According to MSCI, emerging markets represent 10 percent of the world's overall market cap, but your Wealthfront portfolios allocate 18 percent of stocks to emerging markets. Why the deviation from market cap?

It’s not a deviation from the market cap portfolio. EM is about – and this is float adjusted – 17 percent of the world market cap. And in fact, to the extent that today institutional investors as a group hold about 4 percent of their portfolio in EM, it’s a reflection of the home country bias. Wealthfront is closer to market cap weighting, which is actually completely consistent with an indexing view.

Also, the Shiller P/E is about 26 in the U.S., which is well above average. It’s about nine for emerging markets, which is well below average. It’s also the case that emerging markets are the cheapest markets in the world.

That sounds like a value strategy.

We use portfolio theory to put together a whole portfolio, and what you need to do is put expected returns into the Markowitz equation. One of the ways that we try to put the expected returns in is looking at things like the Shiller P/E ratios.

Many investors worry about what low interest rates mean for expected bond returns. Are they right to worry and what if anything should they do about it?

I’m a big indexer and in general I would believe in bond market indexing. But there’s one problem I feel with the bond market index in the U.S. Since the government now guarantees all the mortgage bonds, if you look at a U.S. bond market index fund, it’s about two-thirds government securities.

For better or worse, the central banks in the U.S. and all over the world have embarked on a policy of pushing interest rates down. It’s an era of financial repression, and I worry a lot about the bond market. If interest rates rise, I think people are going to be in for a lot of trouble in the bond market.
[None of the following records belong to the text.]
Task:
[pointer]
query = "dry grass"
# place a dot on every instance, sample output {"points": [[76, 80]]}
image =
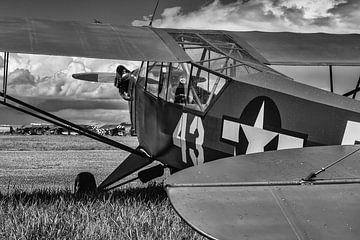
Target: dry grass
{"points": [[30, 211], [133, 213]]}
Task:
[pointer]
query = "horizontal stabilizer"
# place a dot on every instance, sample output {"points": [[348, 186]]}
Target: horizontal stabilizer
{"points": [[100, 77], [130, 165], [262, 196]]}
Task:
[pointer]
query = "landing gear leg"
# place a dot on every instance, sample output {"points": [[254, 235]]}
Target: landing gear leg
{"points": [[85, 183]]}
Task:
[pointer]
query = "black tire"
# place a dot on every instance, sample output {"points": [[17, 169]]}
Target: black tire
{"points": [[85, 183]]}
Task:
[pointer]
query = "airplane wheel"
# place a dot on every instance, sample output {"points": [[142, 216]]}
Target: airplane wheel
{"points": [[85, 183]]}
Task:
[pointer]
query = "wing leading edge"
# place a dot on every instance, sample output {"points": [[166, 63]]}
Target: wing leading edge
{"points": [[287, 48], [261, 196], [70, 38]]}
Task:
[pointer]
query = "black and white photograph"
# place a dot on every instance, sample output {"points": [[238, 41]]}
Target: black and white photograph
{"points": [[180, 119]]}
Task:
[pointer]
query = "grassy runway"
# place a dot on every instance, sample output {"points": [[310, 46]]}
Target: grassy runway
{"points": [[36, 200]]}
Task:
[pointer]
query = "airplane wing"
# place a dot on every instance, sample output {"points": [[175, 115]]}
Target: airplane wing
{"points": [[286, 48], [110, 41], [261, 196], [105, 41]]}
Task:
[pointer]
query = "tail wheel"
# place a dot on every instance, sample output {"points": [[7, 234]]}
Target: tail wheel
{"points": [[85, 183]]}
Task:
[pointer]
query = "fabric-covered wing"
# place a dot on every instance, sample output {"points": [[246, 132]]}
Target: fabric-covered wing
{"points": [[261, 196], [285, 48], [69, 38]]}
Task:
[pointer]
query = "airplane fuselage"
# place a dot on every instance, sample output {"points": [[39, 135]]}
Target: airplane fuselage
{"points": [[253, 113]]}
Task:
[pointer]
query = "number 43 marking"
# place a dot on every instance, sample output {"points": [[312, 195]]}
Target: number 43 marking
{"points": [[180, 136]]}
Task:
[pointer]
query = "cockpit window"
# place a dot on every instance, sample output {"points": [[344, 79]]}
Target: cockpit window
{"points": [[183, 84], [178, 83], [153, 77], [204, 86]]}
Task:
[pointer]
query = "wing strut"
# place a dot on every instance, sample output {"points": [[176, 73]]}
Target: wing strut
{"points": [[6, 67]]}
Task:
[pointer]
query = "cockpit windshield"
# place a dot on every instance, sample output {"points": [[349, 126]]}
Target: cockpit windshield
{"points": [[185, 84]]}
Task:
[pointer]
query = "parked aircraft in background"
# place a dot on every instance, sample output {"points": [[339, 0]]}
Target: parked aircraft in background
{"points": [[204, 95]]}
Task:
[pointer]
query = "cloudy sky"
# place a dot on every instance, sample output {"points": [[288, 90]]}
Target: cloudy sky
{"points": [[46, 81]]}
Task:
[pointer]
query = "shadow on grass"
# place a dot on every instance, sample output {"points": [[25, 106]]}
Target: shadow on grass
{"points": [[152, 193]]}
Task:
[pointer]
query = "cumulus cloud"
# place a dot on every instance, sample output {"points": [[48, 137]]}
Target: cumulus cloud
{"points": [[334, 16], [40, 75]]}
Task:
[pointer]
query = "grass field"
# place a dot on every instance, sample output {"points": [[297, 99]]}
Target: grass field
{"points": [[36, 200]]}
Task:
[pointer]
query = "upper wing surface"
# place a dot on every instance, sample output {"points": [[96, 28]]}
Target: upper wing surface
{"points": [[106, 41], [285, 48]]}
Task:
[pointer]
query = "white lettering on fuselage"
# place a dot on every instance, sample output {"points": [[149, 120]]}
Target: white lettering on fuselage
{"points": [[181, 134]]}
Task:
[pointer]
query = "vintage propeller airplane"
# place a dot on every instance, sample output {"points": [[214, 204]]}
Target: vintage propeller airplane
{"points": [[204, 95]]}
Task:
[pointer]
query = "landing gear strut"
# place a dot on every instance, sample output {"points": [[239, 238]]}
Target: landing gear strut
{"points": [[85, 183]]}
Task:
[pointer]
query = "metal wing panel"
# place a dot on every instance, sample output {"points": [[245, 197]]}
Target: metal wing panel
{"points": [[284, 212], [68, 38], [285, 48], [283, 165], [261, 196]]}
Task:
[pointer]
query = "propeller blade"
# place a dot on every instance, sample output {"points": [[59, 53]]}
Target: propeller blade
{"points": [[100, 77]]}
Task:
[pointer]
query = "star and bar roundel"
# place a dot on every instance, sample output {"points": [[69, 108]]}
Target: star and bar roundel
{"points": [[259, 129]]}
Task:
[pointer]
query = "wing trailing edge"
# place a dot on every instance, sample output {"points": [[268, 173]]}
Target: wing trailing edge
{"points": [[70, 38], [263, 196]]}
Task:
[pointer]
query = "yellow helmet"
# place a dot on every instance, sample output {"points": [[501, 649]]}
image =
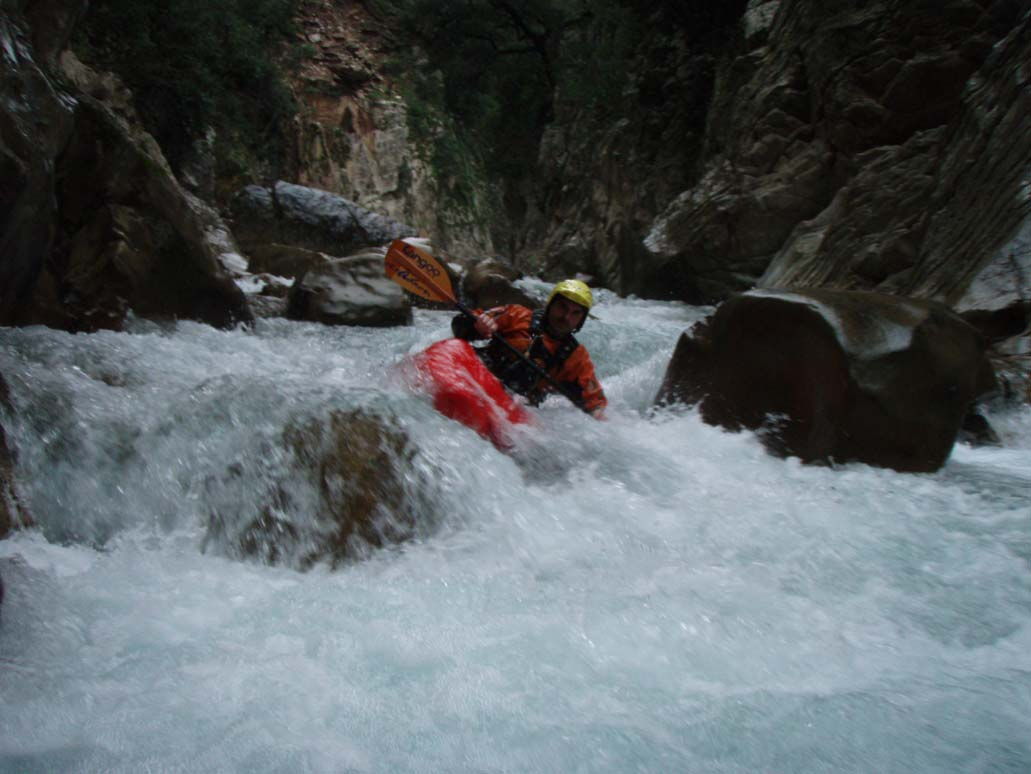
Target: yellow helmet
{"points": [[573, 290]]}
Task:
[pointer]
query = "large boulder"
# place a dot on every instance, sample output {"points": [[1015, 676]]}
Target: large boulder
{"points": [[348, 486], [350, 291], [287, 213], [834, 376]]}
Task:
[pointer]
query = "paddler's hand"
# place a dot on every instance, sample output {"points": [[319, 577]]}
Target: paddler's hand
{"points": [[486, 326]]}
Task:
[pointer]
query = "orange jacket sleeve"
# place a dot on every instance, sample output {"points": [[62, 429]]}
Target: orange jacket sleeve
{"points": [[579, 370]]}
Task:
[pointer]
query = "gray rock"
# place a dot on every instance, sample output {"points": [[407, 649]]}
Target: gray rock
{"points": [[350, 292], [829, 375], [307, 217], [348, 488]]}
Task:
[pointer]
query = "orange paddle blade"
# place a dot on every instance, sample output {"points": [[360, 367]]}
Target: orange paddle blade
{"points": [[419, 272]]}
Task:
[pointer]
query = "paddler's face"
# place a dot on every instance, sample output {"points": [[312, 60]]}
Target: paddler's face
{"points": [[564, 316]]}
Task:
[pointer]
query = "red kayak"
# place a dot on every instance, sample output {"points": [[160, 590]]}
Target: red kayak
{"points": [[464, 390]]}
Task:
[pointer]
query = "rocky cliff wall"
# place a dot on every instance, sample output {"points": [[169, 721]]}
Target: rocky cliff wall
{"points": [[353, 135], [882, 145]]}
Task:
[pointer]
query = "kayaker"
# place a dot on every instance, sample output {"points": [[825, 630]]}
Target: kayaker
{"points": [[546, 336]]}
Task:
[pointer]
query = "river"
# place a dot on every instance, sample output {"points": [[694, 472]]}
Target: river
{"points": [[647, 594]]}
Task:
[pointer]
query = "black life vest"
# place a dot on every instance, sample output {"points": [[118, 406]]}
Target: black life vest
{"points": [[520, 376]]}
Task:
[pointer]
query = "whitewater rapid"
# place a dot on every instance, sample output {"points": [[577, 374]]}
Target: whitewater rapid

What we do at Wealthfront is use more corporates rather than governments because the corporate spread is about where it’s been historically. And we even use an “equity substitution strategy” where we’ll take a small piece of that “safer” part of the portfolio and put it into stocks like AT&T that have a 5 percent dividend yield, and where the dividend has been growing over time.

So I think what this era of financial repression means for investors is the old easy way of doing it – of just buying an index fund – may not work as well as it has in the past.